Using the nullspace definition I get that $f(0,2,0)=f(1,1,0)=(0,0,0)$. Thus,
$$f(0,2,0) =(0,0,0)$$
$$f(1,1,0) = (0,0,0)$$
$$f(0,0,1)=(1,1,1)$$
Since the matrix has to be written wrt the standard basis of $\mathbb{R}^3$, which is $(1,0,0),(0,1,0),(0,0,1)$, I infer that
$$f(1,0,0)=f(1,1,0)-\frac{1}{2}f(0,2,0)=(0,0,0)-\frac{1}{2}(0,0,0)=(0,0,0)$$
$$f(0,1,0)=\frac{1}{2}f(0,2,0)=\frac{1}{2}(0,0,0)=(0,0,0)$$
while I know from the text of the problem that $f(0,0,1)=(1,1,1)$. In conclusion,
$$A=\begin{pmatrix} 0&0&1\\0&0&1\\0&0&1\end{pmatrix}$$
If I look for a basis of the kernel I effectively get the two vectors $(1,1,0),(0,2,0)$, so it should be ok.
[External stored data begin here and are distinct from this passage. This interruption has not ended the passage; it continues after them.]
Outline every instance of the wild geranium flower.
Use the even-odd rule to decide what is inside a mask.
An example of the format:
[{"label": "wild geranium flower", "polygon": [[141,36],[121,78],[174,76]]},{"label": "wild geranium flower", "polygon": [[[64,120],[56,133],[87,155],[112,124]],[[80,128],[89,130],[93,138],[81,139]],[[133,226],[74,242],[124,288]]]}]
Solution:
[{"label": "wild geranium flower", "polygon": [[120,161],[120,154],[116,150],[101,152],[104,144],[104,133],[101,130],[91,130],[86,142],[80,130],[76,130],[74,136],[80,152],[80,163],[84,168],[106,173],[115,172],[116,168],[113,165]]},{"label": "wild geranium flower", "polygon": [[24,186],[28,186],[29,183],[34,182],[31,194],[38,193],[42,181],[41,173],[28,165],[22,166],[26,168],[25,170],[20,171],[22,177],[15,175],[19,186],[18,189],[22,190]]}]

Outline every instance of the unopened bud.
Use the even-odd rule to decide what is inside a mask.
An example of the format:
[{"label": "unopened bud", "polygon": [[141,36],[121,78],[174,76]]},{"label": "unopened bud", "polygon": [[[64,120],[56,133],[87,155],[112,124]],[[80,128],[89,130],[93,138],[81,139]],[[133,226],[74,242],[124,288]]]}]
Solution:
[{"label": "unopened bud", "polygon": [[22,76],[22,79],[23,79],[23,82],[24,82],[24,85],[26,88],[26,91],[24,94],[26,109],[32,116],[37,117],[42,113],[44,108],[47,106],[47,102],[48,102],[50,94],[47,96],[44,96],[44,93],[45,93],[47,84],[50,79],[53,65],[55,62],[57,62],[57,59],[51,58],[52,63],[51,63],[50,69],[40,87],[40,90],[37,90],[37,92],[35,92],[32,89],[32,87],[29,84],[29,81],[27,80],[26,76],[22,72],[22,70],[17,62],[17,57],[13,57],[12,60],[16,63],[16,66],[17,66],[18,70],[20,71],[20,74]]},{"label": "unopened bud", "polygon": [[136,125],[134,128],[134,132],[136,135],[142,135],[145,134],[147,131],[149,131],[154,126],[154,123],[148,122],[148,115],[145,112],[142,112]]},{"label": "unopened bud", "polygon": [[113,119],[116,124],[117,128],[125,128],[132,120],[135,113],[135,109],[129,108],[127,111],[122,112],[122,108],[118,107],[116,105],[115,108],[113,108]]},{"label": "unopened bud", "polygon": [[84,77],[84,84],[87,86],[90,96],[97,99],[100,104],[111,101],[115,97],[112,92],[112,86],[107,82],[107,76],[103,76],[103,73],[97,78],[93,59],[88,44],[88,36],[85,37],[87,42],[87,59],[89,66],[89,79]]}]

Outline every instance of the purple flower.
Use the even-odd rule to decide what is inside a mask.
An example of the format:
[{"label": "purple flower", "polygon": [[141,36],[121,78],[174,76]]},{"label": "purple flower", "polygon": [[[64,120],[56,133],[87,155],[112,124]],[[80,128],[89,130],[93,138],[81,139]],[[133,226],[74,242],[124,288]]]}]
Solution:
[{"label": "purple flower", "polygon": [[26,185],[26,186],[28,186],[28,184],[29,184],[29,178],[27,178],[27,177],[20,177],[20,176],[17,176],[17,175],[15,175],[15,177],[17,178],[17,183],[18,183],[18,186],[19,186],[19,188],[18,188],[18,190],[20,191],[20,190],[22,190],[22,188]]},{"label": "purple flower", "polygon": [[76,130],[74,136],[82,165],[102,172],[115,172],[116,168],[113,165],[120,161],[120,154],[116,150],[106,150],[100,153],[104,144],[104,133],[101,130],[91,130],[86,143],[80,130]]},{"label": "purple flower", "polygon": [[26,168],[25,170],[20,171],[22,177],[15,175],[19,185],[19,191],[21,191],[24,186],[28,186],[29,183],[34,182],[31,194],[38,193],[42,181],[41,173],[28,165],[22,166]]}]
Is it correct?

2. Feb 6, 2017

### andrewkirk

Does this mean
1. Let $V\subset \mathbb{R}^3$ be the subspace generated by $\{(1,1,0),(0,2,0)\}$ and let $W=\{(x,y,z)\in\mathbb{R}^3|x-y=0\}$; or does it mean
2. Let $V\subset \mathbb{R}^3$ be the subspace generated by $\{(1,1,0),(0,2,0)\}\cup\{(x,y,z)\in\mathbb{R}^3|x-y=0\}$?
If it means the second one then $V=\mathbb R^3$, so $f$ must be the zero map. If it means the first one then $W$ is not used in the problem, which raises the question of why it has been defined.